Chen was already an accomplished engineer, but the school gave him the management fundamentals and the leadership skills to run a business. 

“That knowledge base is very precious for me,” he says. “If I hadn’t gone to B school, if I had just started my company as an engineer, I think I would have made so many more mistakes.” Chen learned the nuts and bolts of financing and building a new company, and got a better understanding of the subtleties of managing people—including himself. “I think that’s very important, the leadership part. I think that was crucial for me at SOM.”

Meanwhile, he was taking advantage of the expertise that surrounded him. “I really got a lot of help from my professors and also my classmates—many of them had experience in financing ventures, in different fields,” he remembers. 

Jennifer McFadden ’08, Yale SOM’s associate director of entrepreneurship, was a particularly important mentor. “I still meet with Jennifer in the entrepreneurship program quite often,” Chen says. “It’s so important to have someone outside the company that knows you and the company well to give you suggestions.”


Compared to Schlumberger, Saphlux is still tiny, with about 30 employees. But it is a rising star. It counts among its customers “a lot of big names,” says Chen, like Philips, Osram, Mitsubishi, and Sony. 

“My customers say we’re the only company doing this in the world,” he adds. “They admire what we did. There’s a lot of risks, technically and businesswise. But we’ve come far. 

While most young companies start in a local market before even thinking about expanding globally, Saphlux was entering a field where a global approach was required. 

“One thing we did uniquely is we started internationally,” Chen explains. “The semiconductor industry is so mature that a lot of companies in the supply chain are global. So our vendors were from Japan, China, Korea, Taiwan, U.S., all different places, even from day one.” That means a grueling travel schedule for Chen. During one recent month, he flew from New Haven to Texas, then to two cities in California, three cities in Japan, four cities in China, on to Korea and Taiwan, and finally back to the U.S.

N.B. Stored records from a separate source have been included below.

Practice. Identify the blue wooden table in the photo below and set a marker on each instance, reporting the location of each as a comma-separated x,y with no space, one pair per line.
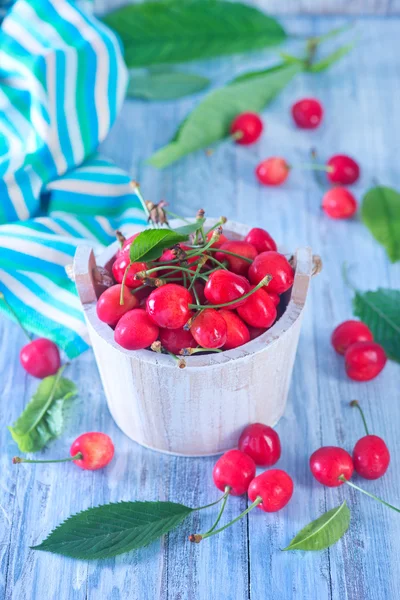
361,98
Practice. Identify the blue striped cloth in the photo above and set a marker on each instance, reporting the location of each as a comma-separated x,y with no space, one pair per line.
62,83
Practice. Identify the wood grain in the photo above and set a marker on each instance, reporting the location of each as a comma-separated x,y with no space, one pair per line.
360,96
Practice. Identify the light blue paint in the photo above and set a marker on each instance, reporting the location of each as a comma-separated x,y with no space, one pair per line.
360,96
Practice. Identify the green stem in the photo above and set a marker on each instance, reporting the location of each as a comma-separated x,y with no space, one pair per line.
264,281
256,502
356,404
342,478
18,459
16,317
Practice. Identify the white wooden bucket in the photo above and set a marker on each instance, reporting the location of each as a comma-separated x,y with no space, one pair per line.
200,409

Saphlux itself now has a global footprint, with headquarters in Branford, Connecticut, a few miles from Yale, and a manufacturing facility in Xi’an, China, that has boosted the company’s output enormously. “When we had a single wafer machine in the U.S., we could make roughly 30 2-inch wafers a month” Chen says. “Now we can make more than 10,000 a month. And we can easily expand our capacity further.”

But Chen is always looking beyond manufacturing and sales. “We always want to be the company that provides the next-generation materials. If someday Saphlux stops developing new technologies and starts being just a manufacturing company, I think I’d get bored.”

The course he’s charted isn’t easy, he’s quick to admit. “When I talk to current SOM students who want to do a startup, I tell them, ‘If you don’t really enjoy this, a startup is not the best choice, because you suffer a lot.’ There’s so much uncertainty—you ride a roller coaster every day.

“As an entrepreneur and a CEO,” he explains, “if a problem comes to you, it’s always a hard problem. The easy ones, your employees have already solved. So you’re forced to evolve and learn pretty quickly. But that’s what I enjoy most.”

Not quite five years into his entrepreneurial journey, Chen sees himself staying the course with Saphlux. “We did a study showing that the financial return in partial ownership is not as good as if you do an IPO or licensing,” he says. But he and Han are fine with that. “We want to develop a product instead of just licensing it or selling out to a bigger company,” says Chen.

“I tell people that when my learning curve gets slack, that’s when I leave. I think that’s the reason I left Schlumberger. My learning curve is now very steep. And I’m very happy.”